Bug 1429163 - Automatically instruct MTU to the guest
Summary: Automatically instruct MTU to the guest
Keywords:
Status: CLOSED ERRATA
Alias: None
Product: Red Hat OpenStack
Classification: Red Hat
Component: openstack-nova
Version: 14.0 (Rocky)
Hardware: x86_64
OS: Linux
medium
medium
Target Milestone: beta
: 14.0 (Rocky)
Assignee: smooney
QA Contact: OSP DFG:Compute
URL:
Whiteboard:
Depends On: 1366919 1408701 1412234 1450162
Blocks: 1411862
TreeView+ depends on / blocked
 
Reported: 2017-03-05 08:01 UTC by Amnon Ilan
Modified: 2023-03-21 18:44 UTC (History)
36 users (show)

Fixed In Version: openstack-nova-18.0.0-0.20180822155218.14d9e9f.0rc1
Doc Type: Enhancement
Doc Text:
Clone Of: 1408701
Environment:
Last Closed: 2019-01-11 11:47:00 UTC
Target Upstream Version:
Embargoed:


Attachments (Terms of Use)


Links
System ID Private Priority Status Summary Last Updated
OpenStack gerrit 553072 0 None MERGED add mtu to libvirt xml for ethernet and bridge types 2020-10-06 14:24:52 UTC
Red Hat Issue Tracker OSP-23311 0 None None None 2023-03-21 18:44:21 UTC
Red Hat Product Errata RHEA-2019:0045 0 None None None 2019-01-11 11:47:25 UTC

Description Amnon Ilan 2017-03-05 08:01:28 UTC
+++ This bug was initially created as a clone of Bug #1408701 +++

+++ This bug was initially created as a clone of Bug #1366919 +++

Description of problem:

Bug #1366919 gives a new API in QEMU command-line to instruct the 
MTU to the guest.
This RFE Bug is for libvirt to configure QEMU with the MTU. 
The suggested way is to query the host switch for the MTU, and configure 
QEMU accordingly. 
The host switch can be:
1. OVS/OVS-DPDK
2. Linux Bridge

In future, support may be added for VPP as well.

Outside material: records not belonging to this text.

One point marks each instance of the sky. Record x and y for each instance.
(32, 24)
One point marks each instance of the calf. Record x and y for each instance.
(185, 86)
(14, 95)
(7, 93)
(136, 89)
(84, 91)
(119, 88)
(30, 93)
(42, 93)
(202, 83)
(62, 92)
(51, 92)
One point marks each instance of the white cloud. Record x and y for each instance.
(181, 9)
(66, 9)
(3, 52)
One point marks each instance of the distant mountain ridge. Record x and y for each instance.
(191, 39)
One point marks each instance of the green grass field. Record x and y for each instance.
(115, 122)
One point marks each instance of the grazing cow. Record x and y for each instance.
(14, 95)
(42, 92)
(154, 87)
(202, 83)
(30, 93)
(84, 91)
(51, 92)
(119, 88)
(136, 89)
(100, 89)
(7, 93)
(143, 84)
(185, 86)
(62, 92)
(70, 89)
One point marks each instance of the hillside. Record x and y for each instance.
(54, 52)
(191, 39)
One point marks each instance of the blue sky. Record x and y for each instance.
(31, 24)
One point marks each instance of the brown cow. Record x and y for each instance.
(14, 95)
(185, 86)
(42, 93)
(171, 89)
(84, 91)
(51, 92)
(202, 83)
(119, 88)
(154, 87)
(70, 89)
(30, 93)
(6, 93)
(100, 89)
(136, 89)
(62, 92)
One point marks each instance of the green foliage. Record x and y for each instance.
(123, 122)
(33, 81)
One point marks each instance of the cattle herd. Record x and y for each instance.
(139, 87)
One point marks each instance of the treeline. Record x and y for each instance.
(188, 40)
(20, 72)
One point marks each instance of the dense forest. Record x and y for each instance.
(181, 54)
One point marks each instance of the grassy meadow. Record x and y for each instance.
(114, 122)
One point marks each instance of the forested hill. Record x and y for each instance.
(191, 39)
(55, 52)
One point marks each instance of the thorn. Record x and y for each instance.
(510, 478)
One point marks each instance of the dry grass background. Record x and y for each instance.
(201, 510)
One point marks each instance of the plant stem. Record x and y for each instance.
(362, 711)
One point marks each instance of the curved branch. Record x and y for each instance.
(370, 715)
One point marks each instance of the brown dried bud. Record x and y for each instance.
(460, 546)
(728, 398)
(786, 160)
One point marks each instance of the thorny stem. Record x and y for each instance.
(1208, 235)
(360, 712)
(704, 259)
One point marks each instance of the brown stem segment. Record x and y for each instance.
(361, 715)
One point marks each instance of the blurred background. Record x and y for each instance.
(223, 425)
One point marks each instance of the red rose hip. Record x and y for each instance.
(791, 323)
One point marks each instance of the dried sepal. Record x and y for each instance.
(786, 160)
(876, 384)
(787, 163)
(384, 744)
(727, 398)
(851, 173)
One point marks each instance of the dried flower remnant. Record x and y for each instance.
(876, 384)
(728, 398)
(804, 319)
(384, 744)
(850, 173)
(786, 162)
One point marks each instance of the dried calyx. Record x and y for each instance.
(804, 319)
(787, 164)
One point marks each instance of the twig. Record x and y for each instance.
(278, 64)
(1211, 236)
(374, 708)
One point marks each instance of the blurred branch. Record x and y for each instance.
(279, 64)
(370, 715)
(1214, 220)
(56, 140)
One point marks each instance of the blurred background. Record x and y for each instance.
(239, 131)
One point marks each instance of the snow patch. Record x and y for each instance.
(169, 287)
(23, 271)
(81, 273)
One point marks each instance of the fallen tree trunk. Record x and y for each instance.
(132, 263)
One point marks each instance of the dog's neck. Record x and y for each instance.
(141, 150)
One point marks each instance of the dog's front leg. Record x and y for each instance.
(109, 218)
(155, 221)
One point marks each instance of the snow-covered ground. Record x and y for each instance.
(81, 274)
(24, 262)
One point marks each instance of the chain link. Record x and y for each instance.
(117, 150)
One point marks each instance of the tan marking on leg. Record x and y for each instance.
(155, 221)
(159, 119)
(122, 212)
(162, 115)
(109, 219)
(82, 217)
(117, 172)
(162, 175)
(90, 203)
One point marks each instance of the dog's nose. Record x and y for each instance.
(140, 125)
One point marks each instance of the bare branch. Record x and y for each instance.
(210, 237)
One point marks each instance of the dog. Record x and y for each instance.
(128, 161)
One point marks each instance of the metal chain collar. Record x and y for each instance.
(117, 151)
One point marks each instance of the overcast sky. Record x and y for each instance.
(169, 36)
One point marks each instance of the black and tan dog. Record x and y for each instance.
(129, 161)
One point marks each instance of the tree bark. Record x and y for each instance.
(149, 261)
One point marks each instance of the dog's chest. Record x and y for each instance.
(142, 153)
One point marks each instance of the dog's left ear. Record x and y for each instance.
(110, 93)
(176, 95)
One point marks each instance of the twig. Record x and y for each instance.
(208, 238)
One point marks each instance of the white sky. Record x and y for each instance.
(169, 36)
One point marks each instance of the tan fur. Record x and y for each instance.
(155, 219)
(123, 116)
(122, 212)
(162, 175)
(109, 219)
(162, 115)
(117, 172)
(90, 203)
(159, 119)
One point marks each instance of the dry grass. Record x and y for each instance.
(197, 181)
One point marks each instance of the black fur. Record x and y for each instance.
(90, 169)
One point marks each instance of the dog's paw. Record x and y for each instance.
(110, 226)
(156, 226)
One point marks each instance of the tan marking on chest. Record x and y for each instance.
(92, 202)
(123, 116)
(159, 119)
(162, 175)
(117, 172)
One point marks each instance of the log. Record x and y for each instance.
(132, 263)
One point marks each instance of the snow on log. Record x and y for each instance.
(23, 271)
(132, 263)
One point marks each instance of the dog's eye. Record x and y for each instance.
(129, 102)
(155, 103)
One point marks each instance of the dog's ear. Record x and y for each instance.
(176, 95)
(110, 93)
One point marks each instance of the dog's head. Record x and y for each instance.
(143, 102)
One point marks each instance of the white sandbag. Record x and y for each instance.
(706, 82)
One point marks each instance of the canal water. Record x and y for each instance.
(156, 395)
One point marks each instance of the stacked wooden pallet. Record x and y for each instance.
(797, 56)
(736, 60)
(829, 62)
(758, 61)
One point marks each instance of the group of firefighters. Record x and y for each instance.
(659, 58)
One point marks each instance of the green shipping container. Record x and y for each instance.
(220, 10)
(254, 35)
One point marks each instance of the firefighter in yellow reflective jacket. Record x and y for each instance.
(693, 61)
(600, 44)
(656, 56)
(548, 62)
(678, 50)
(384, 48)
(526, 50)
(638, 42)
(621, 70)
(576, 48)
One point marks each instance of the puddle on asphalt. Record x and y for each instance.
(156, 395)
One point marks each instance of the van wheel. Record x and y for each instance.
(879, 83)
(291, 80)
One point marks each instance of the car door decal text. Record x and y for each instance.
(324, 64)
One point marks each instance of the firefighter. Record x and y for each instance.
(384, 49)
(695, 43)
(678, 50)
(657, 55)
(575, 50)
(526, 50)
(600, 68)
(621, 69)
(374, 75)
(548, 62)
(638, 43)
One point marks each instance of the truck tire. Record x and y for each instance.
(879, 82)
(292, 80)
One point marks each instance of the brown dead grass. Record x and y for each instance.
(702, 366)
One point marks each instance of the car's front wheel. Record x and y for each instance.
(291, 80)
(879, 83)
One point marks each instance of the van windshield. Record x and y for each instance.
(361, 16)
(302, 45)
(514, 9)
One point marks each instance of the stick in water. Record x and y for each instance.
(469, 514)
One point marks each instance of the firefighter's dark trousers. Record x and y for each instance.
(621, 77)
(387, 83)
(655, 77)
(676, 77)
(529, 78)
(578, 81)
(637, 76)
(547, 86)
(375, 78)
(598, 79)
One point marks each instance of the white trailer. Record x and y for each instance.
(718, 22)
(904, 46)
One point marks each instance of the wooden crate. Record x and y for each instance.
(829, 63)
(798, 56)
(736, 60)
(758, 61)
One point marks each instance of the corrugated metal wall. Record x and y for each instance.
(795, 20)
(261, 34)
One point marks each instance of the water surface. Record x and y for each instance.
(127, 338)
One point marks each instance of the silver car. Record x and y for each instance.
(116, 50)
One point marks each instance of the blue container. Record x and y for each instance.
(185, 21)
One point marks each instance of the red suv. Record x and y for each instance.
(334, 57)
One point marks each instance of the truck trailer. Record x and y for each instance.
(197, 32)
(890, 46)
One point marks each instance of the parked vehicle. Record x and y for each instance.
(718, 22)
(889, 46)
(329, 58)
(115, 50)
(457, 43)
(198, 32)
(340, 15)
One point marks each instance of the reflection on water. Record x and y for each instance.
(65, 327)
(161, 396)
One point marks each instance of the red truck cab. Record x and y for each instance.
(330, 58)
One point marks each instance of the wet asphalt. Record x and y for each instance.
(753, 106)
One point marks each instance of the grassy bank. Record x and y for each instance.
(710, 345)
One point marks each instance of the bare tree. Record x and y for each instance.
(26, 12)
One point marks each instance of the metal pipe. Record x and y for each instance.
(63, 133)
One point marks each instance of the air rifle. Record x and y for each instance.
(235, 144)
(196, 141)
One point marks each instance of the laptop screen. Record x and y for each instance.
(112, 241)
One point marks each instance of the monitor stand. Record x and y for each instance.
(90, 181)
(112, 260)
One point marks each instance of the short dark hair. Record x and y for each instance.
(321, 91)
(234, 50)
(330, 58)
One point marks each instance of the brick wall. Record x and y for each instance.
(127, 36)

--- Additional comment from Laine Stump on 2017-01-03 15:01:13 EST ---

As a "side feature" to this, we should provide a config knob to set the MTU of the bridge in a libvirt virtual network. This seems slightly problematic though since, as someone pointed out in #virt on oftc, the kernel won't allow setting an MTU over 1500 on a bridge device that doesn't have a physical ethernet attached.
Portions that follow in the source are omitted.